Drivers and motorcyclists are no longer permitted to exceed the speed limit by 20 kilometres an hour when overtaking other vehicles.
When passing a bicycle or motorcycle, the driver should fully occupy the adjoining lane on a road with two or more lanes. On single-lane roads, they must leave at least 1.5 metres between their vehicle and the bike or motorcycle. Failure to do so will result in a loss of six points from their driving licence.
From now on, anyone who drives with a mobile phone in their hand will lose six points from their licence instead of three. Failure to use a seat belt, child retention systems and other elements of protection, such as crash helmets for motorcyclists, will result in a loss of four licence points instead of three.
Throwing anything into the road or nearby which could cause a fire or accident will be penalised with a loss of four licence points and a 500-euro fine.
Pedestrians always have right of way on zebra crossings, pavements and in pedestrian areas, including over personal mobility vehicles such as bicycles and scooters.
Stopping or parking in a cycle lane is now a serious offence and will result in a 200-euro fine.
Radar speed traps
It is forbidden to carry radar jammers in vehicles, whether they are connected or not. Doing so will result in the loss of three licence points and a 200-euro fine.
Motorbikes and mopeds
People on motorcycles and mopeds are allowed to wear certified or homologised wireless devices on their helmets for communication or navigational purposes, but it is not permitted to carry a mobile phone between the helmet and your head.
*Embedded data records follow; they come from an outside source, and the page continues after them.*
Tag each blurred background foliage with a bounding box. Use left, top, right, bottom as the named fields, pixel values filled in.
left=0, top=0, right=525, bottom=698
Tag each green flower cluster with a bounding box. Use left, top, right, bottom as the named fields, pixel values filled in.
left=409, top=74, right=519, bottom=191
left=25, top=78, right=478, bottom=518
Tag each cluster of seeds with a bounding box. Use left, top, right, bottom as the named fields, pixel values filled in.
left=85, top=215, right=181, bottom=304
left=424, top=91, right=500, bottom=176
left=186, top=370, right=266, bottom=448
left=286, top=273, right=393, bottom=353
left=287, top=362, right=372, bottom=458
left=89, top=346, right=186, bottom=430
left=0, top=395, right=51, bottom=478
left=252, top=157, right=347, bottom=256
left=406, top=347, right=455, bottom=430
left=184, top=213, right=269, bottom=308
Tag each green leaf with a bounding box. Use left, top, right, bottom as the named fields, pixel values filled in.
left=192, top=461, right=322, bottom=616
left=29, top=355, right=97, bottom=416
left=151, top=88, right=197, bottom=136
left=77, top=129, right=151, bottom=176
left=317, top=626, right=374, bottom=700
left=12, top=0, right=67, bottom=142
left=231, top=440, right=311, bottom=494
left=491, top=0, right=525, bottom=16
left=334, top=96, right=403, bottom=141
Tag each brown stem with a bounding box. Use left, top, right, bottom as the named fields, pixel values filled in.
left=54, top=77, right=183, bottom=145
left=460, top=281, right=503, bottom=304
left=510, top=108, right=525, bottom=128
Failure to wear a crash helmet, or not wearing one correctly, will result in a loss of four licence points instead of the previous three.
Bikes and scooters
No personal mobility vehicles may use the pavement or other pedestrian spaces; they must use cycle lanes or, if there are none, the road. They are not permitted on dual carriageways or motorways.
A helmet must now be worn by law on a scooter or any other type of personal mobility vehicle. With regard to bikes, helmets must be worn on inter-urban roads, but in towns this is only obligatory for under-16s.
Because so many under-18s use bicycles and electric scooters nowadays, the alcohol limit as far as they are concerned is zero.
The system for recovering lost points is the same as before, but the full 12 points can be recovered in two years now, as long as there have been no new offences in-between.